DIG: Welches Objektiv für EOS 350D?

Hallo,

nach langem Ringen plane ich die Anschaffung einer EOS 350D. Das Kitobjektiv soll nicht so der Hit sein. Ich bin aber pleite. Soll ich das Kitobjektiv nehmen, oder ein preiswertes Sigma 17-50? Oder das bei mir schon vorhandene Canon EF 35-80, welches bei meiner EOS 1000 dabei war? Oder ist alles furchtbarer Schrott und ich sollte weiter sparen?

Zweite Frage: hat irgendjemand Erfahrungen mit der 350D und dem (bei mir ebenfalls vorhandenen) Canon EF 50-200? Für die Minolta-DSLR gibt es schöne Foren, in denen alle vorhandenen Objektive an den DSLRs bewertet werden, wer kennt solche Links für die Canon?

Danke,

Myriam

Hallo zurück!

Das Kit-Objektiv ist besser als sein Ruf. Ich weiß nicht, was Du für Angebote hast, aber für dieses Objektiv im Kit zahlst Du normalerweise höchstens ca. 100 € mehr als nur fürs Gehäuseallein, und dann hast Du immerhin einmal eine (Original-)Optik. Wenn Du es nimmst, hier nur zwei Hinweise: bei ganz offener Blende im Weitwinkel ist es bez. Vignettierung nicht so gut (ein bis zwei Blenden ablenden und die Sache hat sich) und ganz am Anschlag bei 55mm verzeichnet es - minimal. Aber das kann man ja verhindern. Sonst find ich es selber recht brauchbar. Aber ich hab auch schon mehrere Tests gelesen, wo es - auch zum Überraschen der Tester - super abschnitt.

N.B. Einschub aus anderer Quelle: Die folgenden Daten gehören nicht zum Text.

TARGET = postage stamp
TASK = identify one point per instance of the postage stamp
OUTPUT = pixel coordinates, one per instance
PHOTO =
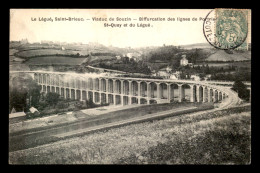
(228, 30)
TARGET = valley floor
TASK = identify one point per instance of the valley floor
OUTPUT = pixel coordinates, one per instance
(222, 137)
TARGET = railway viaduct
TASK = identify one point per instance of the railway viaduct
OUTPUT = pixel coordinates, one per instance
(125, 91)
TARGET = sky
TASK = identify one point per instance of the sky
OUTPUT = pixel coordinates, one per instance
(162, 32)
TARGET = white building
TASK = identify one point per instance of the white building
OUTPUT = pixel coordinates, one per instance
(184, 61)
(195, 77)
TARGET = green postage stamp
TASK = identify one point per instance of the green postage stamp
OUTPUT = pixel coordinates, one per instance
(231, 28)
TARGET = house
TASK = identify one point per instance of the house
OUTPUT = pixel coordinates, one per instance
(173, 76)
(207, 77)
(17, 116)
(195, 77)
(168, 69)
(118, 57)
(34, 111)
(163, 72)
(184, 61)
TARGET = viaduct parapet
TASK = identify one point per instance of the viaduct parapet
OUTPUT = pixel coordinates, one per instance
(125, 91)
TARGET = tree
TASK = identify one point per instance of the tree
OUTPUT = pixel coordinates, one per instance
(21, 88)
(241, 89)
(52, 98)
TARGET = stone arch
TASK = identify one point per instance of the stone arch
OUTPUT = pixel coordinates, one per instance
(153, 89)
(57, 80)
(125, 87)
(44, 89)
(143, 89)
(48, 79)
(152, 101)
(206, 93)
(220, 96)
(84, 95)
(83, 84)
(62, 92)
(110, 98)
(110, 86)
(72, 83)
(216, 96)
(118, 86)
(78, 95)
(125, 100)
(36, 78)
(186, 92)
(210, 95)
(103, 84)
(134, 88)
(96, 84)
(68, 93)
(90, 84)
(78, 83)
(163, 91)
(134, 100)
(103, 98)
(143, 101)
(90, 96)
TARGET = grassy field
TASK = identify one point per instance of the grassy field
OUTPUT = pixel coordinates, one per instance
(40, 52)
(55, 60)
(222, 137)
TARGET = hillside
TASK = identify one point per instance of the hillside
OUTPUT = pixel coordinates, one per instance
(221, 55)
(197, 46)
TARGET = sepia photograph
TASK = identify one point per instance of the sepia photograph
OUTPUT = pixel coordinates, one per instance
(129, 87)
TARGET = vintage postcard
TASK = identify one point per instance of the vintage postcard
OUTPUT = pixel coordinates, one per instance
(130, 86)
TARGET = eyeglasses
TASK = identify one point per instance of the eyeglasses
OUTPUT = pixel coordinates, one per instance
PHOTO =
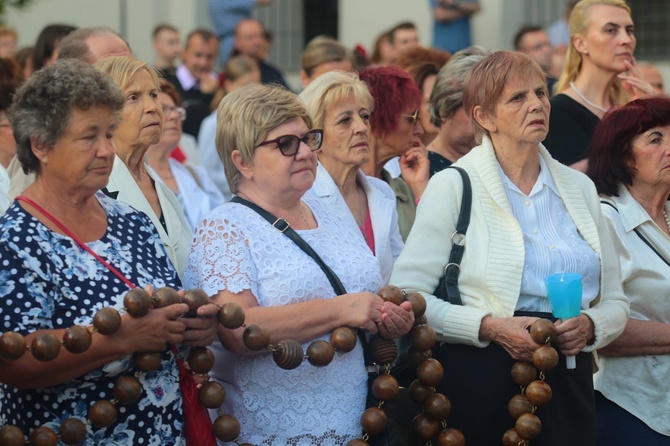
(413, 117)
(181, 113)
(288, 145)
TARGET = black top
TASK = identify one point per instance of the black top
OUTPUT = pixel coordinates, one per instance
(571, 127)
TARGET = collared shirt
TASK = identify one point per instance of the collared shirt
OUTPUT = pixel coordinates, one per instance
(551, 242)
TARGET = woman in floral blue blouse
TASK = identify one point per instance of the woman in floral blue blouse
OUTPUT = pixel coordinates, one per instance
(63, 118)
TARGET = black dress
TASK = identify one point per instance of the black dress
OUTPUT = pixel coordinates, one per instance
(571, 127)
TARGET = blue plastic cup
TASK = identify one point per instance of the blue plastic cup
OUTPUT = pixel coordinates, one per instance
(565, 294)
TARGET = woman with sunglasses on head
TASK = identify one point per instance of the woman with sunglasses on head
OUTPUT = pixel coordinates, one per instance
(192, 185)
(268, 152)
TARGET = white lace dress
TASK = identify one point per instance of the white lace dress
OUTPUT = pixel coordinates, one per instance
(235, 249)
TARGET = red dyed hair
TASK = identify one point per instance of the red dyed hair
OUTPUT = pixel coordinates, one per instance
(611, 158)
(393, 91)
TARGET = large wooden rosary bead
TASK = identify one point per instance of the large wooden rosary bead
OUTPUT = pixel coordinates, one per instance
(385, 387)
(45, 347)
(538, 393)
(423, 337)
(391, 293)
(147, 361)
(543, 331)
(451, 437)
(43, 436)
(137, 302)
(107, 320)
(200, 359)
(226, 428)
(528, 426)
(320, 353)
(437, 406)
(102, 414)
(256, 338)
(212, 394)
(231, 315)
(165, 296)
(77, 339)
(12, 346)
(545, 358)
(425, 427)
(343, 339)
(127, 390)
(288, 354)
(523, 373)
(72, 431)
(383, 351)
(12, 436)
(430, 372)
(374, 420)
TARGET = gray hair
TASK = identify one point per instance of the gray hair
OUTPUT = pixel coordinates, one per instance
(44, 103)
(447, 93)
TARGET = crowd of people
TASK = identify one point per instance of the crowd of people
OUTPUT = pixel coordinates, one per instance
(117, 172)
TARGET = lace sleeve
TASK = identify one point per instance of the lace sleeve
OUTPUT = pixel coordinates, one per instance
(220, 258)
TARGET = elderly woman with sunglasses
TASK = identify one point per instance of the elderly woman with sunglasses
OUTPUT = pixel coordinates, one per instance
(267, 149)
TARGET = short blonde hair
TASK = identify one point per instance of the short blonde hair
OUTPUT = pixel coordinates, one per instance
(331, 88)
(122, 69)
(245, 117)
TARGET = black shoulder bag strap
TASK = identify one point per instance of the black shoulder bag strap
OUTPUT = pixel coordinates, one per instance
(282, 226)
(639, 234)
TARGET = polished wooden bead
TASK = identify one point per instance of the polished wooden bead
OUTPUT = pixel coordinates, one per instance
(418, 392)
(165, 296)
(226, 428)
(107, 320)
(391, 293)
(528, 426)
(43, 436)
(425, 427)
(430, 372)
(373, 420)
(288, 354)
(545, 358)
(12, 345)
(523, 373)
(437, 406)
(102, 414)
(72, 431)
(543, 331)
(518, 406)
(212, 394)
(137, 302)
(451, 437)
(256, 338)
(418, 303)
(343, 339)
(383, 351)
(538, 393)
(45, 347)
(511, 438)
(423, 337)
(320, 353)
(231, 315)
(77, 339)
(127, 389)
(147, 361)
(385, 387)
(200, 359)
(12, 436)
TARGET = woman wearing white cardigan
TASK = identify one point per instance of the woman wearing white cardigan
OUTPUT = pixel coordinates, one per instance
(530, 217)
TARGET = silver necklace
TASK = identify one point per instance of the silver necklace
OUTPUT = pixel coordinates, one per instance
(585, 99)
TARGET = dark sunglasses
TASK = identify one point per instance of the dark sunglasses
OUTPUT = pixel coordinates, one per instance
(288, 145)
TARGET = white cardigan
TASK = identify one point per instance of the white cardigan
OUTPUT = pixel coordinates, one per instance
(381, 201)
(492, 265)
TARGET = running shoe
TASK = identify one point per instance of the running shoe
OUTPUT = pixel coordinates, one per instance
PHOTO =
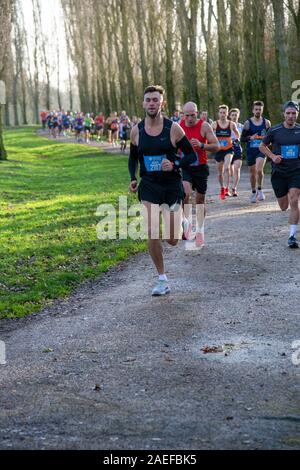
(187, 229)
(227, 192)
(292, 242)
(161, 288)
(260, 195)
(199, 239)
(222, 193)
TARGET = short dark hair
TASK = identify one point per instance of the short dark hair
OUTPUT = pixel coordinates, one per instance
(153, 88)
(224, 106)
(234, 110)
(258, 103)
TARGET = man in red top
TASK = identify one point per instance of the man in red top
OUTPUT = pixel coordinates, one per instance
(202, 138)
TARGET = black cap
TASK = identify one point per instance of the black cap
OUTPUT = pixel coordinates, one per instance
(291, 104)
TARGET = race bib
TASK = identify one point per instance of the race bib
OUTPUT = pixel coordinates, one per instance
(255, 143)
(153, 162)
(289, 151)
(224, 144)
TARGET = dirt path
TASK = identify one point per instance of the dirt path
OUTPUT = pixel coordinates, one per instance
(156, 388)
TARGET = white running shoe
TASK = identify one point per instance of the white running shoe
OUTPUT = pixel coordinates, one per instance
(161, 288)
(199, 239)
(260, 195)
(187, 229)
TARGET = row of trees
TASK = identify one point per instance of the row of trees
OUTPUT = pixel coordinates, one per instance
(208, 51)
(231, 51)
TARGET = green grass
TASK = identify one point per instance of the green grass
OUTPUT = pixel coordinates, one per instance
(49, 193)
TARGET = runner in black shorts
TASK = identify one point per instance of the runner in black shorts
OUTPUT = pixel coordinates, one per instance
(223, 129)
(285, 156)
(202, 138)
(153, 146)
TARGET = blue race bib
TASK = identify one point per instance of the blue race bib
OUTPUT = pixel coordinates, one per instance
(255, 143)
(223, 143)
(153, 162)
(289, 151)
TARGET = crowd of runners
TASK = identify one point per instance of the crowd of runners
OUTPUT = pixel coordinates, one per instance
(90, 126)
(172, 157)
(172, 154)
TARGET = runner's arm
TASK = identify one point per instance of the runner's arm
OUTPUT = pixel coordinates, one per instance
(245, 137)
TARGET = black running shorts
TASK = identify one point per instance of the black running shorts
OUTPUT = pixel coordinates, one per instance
(160, 192)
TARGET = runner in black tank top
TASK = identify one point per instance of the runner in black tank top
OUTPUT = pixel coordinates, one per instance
(285, 156)
(153, 146)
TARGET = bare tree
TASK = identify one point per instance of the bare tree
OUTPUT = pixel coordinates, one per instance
(5, 35)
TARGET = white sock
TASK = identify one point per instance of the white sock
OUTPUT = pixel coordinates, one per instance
(293, 230)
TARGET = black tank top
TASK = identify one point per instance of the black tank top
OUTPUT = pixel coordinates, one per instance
(153, 149)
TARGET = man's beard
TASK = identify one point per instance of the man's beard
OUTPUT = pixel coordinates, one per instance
(153, 116)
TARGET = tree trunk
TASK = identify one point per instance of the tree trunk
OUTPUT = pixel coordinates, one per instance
(223, 54)
(281, 52)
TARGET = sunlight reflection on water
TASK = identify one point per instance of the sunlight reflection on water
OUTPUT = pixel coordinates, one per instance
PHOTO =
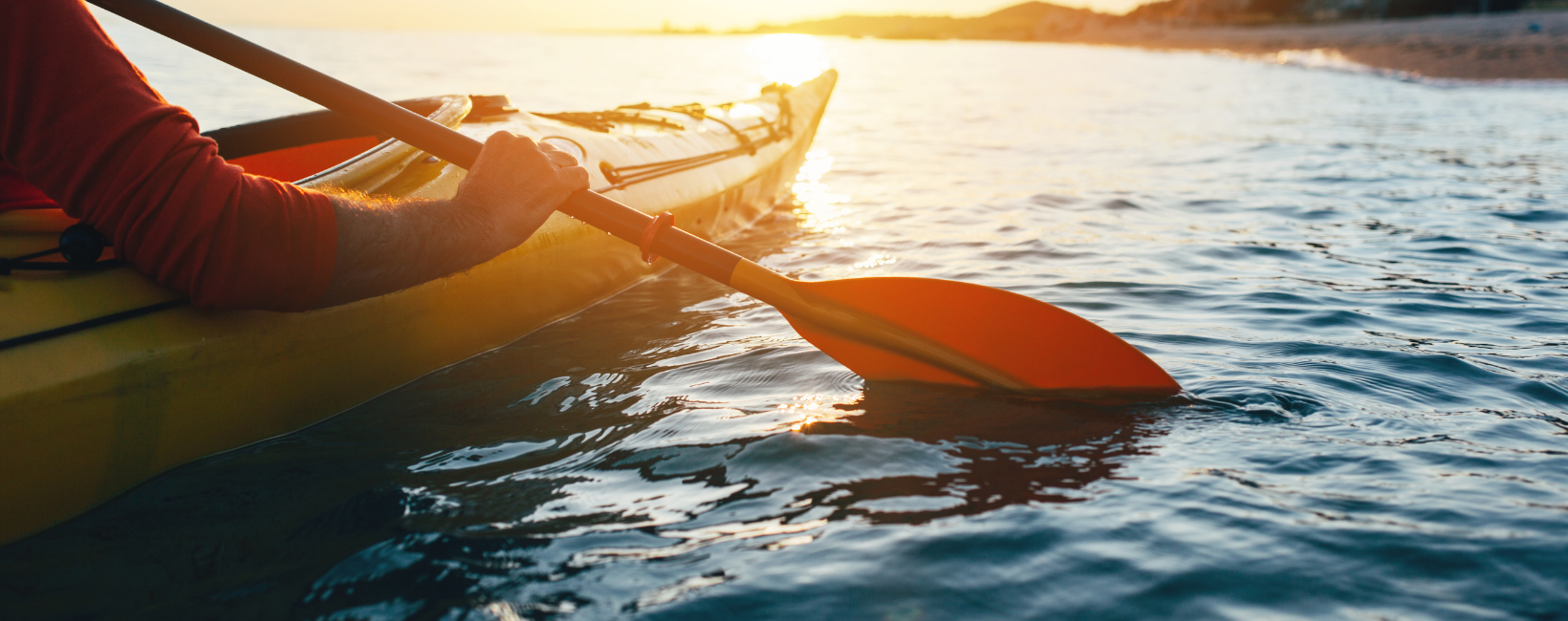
(1360, 281)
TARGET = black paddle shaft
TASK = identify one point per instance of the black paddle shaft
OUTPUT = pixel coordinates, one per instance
(389, 118)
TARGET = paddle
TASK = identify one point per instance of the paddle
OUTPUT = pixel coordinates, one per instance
(882, 328)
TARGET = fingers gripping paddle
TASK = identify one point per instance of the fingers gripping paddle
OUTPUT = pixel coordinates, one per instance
(882, 328)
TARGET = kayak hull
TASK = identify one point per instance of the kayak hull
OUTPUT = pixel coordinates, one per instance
(88, 415)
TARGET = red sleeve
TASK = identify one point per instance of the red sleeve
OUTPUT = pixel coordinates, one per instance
(80, 122)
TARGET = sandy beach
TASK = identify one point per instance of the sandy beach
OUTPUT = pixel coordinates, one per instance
(1476, 48)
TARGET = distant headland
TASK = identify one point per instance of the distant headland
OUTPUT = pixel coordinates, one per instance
(1437, 38)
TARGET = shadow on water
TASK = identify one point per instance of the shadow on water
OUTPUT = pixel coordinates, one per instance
(357, 523)
(1007, 450)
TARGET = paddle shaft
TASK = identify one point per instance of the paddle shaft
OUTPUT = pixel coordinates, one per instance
(389, 118)
(587, 205)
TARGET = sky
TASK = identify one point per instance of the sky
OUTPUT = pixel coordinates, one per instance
(578, 14)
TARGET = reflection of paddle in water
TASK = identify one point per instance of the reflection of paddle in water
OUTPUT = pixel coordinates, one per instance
(1009, 450)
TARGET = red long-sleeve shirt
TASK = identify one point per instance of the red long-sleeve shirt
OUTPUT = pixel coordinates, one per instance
(80, 127)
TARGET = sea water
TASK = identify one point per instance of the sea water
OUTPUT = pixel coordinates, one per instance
(1359, 281)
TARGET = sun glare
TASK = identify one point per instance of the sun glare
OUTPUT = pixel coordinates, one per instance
(789, 58)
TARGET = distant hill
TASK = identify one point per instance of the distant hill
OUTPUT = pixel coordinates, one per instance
(1023, 22)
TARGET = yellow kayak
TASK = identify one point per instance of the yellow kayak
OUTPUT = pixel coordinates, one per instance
(108, 378)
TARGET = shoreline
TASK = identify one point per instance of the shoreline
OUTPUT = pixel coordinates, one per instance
(1467, 48)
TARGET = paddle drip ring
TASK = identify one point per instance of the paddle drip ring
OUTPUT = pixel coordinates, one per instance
(661, 223)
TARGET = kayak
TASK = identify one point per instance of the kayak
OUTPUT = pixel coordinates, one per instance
(108, 378)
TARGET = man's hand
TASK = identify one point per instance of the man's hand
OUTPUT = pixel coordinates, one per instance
(389, 245)
(516, 183)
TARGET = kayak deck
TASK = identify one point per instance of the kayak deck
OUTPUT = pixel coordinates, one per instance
(91, 413)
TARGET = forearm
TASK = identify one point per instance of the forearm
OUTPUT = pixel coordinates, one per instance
(389, 245)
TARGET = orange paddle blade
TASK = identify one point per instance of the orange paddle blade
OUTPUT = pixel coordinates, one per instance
(1040, 345)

Wieviel kostet das Sigma 17-50? Ich hab von dem Objektiv noch überhaupt nie gehört, muss ich zugeben, und im Netz find ich jetzt auf die Schnelle auch nicht wirklich was dazu, auch in den Foren nicht - seltsam. Würde auf jedenfall schauen, ein paar Fotos mit beiden Linsen zu schießen.
Wie man testen kann, da kannst Du Dich an entsprechenden Tests mit Bildern im Netz orientieren. oder ich schreib’s Dir och auf, wenn Du magst…

Das EF 35-80 hab ich selber auch, bin zufrieden damit, nicht mehr; aber der Bereich 18-35 ist schon enorm, der Dir dann grad auch für den Anfang fehlt. Vergiss nicht den Umrechnungsfaktor 1,6 - Du beginnst dann quasi bei 56mm (KB-Äquivalent), das ist nicht ohne. Super, wenn Du’s eh hast, um auch ein bisschen weiter zu kommen als mit dem 18-55er (oder 17-50er), aber eher Ergänzung denn Ersatz, glaub ich - ich selber fotografier sicher 90% mit der Kit-Optik und 10% mit der 35-80er…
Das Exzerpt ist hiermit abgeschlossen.